SAWT BEIRUT INTERNATIONAL

| 19 April 2024, Friday |

Canada directs telecoms to assist each other in emergencies after Rogers outage

Canadian Industry Minister François-Philippe Champagne said on Monday that he has ordered telecom firms to cooperate with one another in times of need and create communication protocols to better educate the public, following Rogers Communications Inc.’s significant outage on Friday.

The Rogers network failure severely impacted almost every facet of everyday life, denying millions of people access to banking, transportation, and government services, as well as the nation’s cashless payment system and Air Canada’s call center.

“So in essence, what I’ve demanded and expect the telecom companies in Canada is to enter to a formal agreement within 60 days up to date, at maximum,” the minister said in a call with reporters on Monday.

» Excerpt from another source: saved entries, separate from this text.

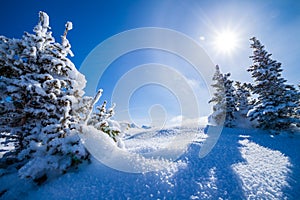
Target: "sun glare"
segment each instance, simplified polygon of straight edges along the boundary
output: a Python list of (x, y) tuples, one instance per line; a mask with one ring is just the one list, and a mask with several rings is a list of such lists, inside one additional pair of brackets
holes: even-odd
[(216, 35), (214, 46), (217, 51), (231, 54), (238, 46), (237, 34), (233, 31), (223, 31)]

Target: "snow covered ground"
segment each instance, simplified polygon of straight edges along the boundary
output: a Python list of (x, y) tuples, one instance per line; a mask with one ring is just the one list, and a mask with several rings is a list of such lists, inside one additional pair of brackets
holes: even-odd
[(91, 164), (42, 186), (19, 180), (17, 174), (2, 176), (1, 199), (299, 199), (299, 135), (225, 128), (212, 151), (199, 158), (209, 138), (203, 130), (141, 129), (126, 135), (122, 151), (149, 158), (174, 159), (178, 154), (172, 154), (176, 149), (170, 141), (192, 138), (163, 170), (126, 173), (92, 158)]

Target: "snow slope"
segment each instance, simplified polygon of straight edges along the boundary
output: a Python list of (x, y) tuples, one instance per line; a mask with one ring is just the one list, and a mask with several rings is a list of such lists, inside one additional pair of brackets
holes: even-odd
[[(180, 130), (180, 131), (179, 131)], [(166, 154), (172, 138), (193, 137), (185, 153), (163, 170), (126, 173), (92, 158), (78, 171), (38, 187), (16, 174), (0, 177), (1, 199), (297, 199), (300, 196), (300, 137), (258, 130), (223, 129), (204, 158), (203, 129), (143, 130), (124, 140), (127, 151)], [(209, 137), (209, 136), (208, 136)], [(172, 149), (172, 148), (169, 148)], [(7, 191), (6, 191), (7, 190)]]

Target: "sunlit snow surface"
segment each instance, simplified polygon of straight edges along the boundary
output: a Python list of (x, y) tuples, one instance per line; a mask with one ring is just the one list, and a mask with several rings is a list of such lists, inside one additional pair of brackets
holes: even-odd
[[(173, 144), (173, 139), (193, 137), (185, 152), (161, 170), (127, 173), (92, 158), (91, 164), (48, 180), (40, 187), (20, 181), (17, 174), (2, 176), (0, 192), (7, 191), (0, 199), (299, 198), (299, 135), (270, 136), (258, 130), (225, 128), (212, 151), (199, 158), (199, 150), (209, 137), (203, 130), (195, 127), (137, 129), (125, 134), (125, 149), (117, 149), (108, 141), (99, 143), (103, 145), (103, 152), (100, 151), (99, 155), (111, 155), (108, 160), (114, 164), (122, 165), (126, 160), (122, 156), (136, 154), (149, 161), (150, 166), (156, 167), (160, 166), (156, 165), (157, 159), (172, 157), (170, 144)], [(120, 152), (124, 154), (115, 154)], [(139, 161), (133, 159), (129, 163), (142, 164)], [(167, 159), (164, 161), (167, 162)]]
[(292, 164), (280, 151), (260, 146), (248, 139), (240, 140), (245, 162), (235, 164), (247, 199), (282, 199), (283, 189), (290, 187), (287, 178)]
[(125, 147), (128, 151), (147, 158), (176, 160), (185, 153), (192, 142), (203, 142), (207, 135), (203, 129), (175, 127), (160, 130), (144, 130), (128, 136)]
[[(168, 134), (170, 131), (172, 130), (166, 130), (165, 133), (162, 133), (162, 137), (158, 136), (160, 131), (148, 131), (134, 135), (131, 140), (124, 139), (125, 148), (122, 149), (118, 148), (107, 134), (90, 126), (84, 127), (85, 134), (81, 138), (93, 157), (104, 165), (122, 172), (146, 173), (181, 164), (181, 162), (173, 161), (186, 150), (187, 141), (190, 141), (186, 139), (188, 138), (187, 134), (189, 137), (196, 138), (193, 131), (185, 134), (179, 131), (180, 133), (172, 134), (172, 136)], [(137, 138), (141, 138), (140, 135), (143, 139), (137, 140)], [(132, 144), (130, 141), (133, 141), (134, 144), (131, 150), (126, 148), (126, 144)], [(154, 149), (143, 155), (143, 152), (140, 151), (141, 146), (146, 149), (151, 146)]]

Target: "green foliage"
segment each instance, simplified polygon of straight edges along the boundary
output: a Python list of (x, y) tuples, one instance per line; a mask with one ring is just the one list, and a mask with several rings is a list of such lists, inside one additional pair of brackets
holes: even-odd
[(120, 134), (120, 129), (118, 128), (118, 123), (111, 118), (114, 115), (114, 107), (106, 109), (107, 102), (104, 101), (101, 106), (96, 107), (96, 111), (92, 113), (89, 125), (93, 125), (96, 129), (103, 131), (109, 137), (111, 137), (115, 142), (117, 142), (117, 137)]

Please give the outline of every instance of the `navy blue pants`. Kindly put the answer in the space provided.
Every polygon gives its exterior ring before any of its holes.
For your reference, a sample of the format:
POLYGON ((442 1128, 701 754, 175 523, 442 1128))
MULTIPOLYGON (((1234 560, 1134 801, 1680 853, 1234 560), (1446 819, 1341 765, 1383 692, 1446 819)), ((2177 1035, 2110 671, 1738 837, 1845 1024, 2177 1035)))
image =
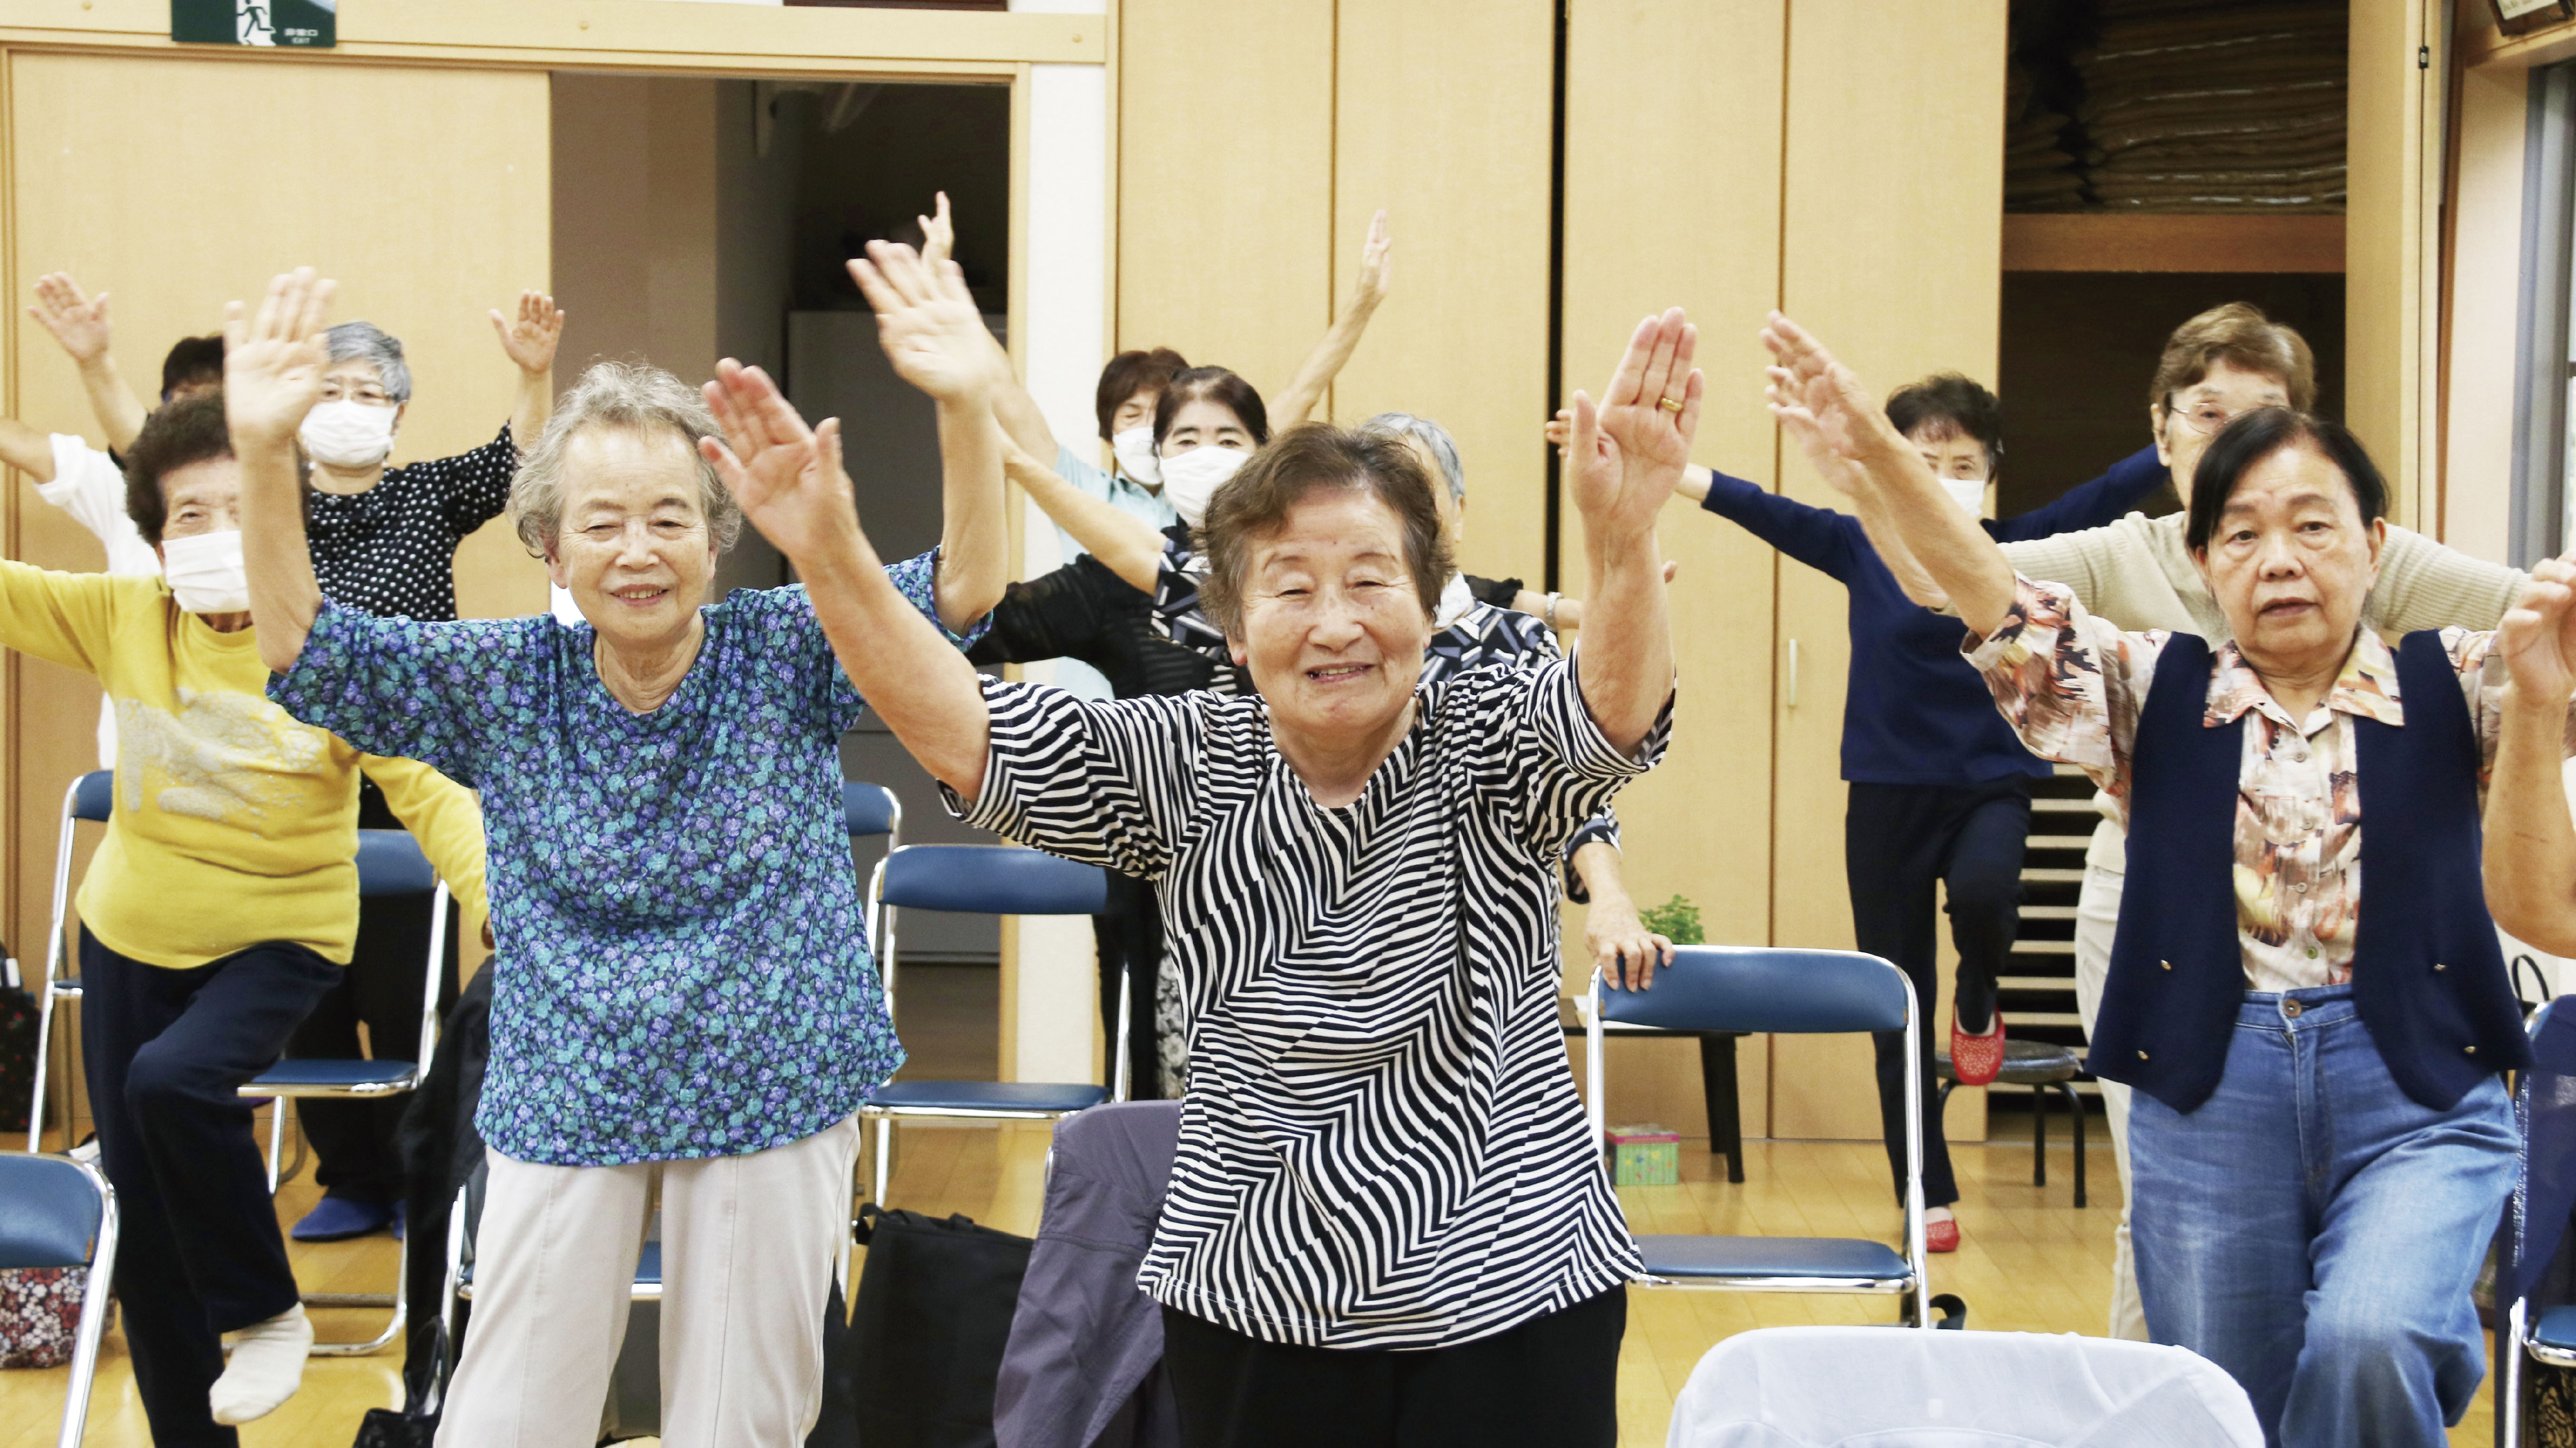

The outage also complicated Rogers’ chances of getting antitrust approval for a C$20 billion ($15.39 billion) acquisition of rival Shaw Communications  after Friday’s major nationwide disruption highlighted the perils of Canada’s effective telecom monopoly and sparked a backlash against its industry dominance.

“I think people in Canada and certainly the CEOs of the telcos in Canada understand that I’ve said very clearly and openly that I will not allow the wholesale transfer of licenses from Shaw to Rogers and I think this is well understood,” Champagne said on Monday.

The outage came two days after Rogers held talks with Canada’s antitrust authority to discuss possible remedies to its blocked Shaw takeover.

The minister also told Rogers to compensate its customers for the outage that it blamed on a router malfunction after maintenance work.

Canada’s telecommunications regulator, the Canadian Radio-television and Telecommunications Commission, will probe the outage, he added.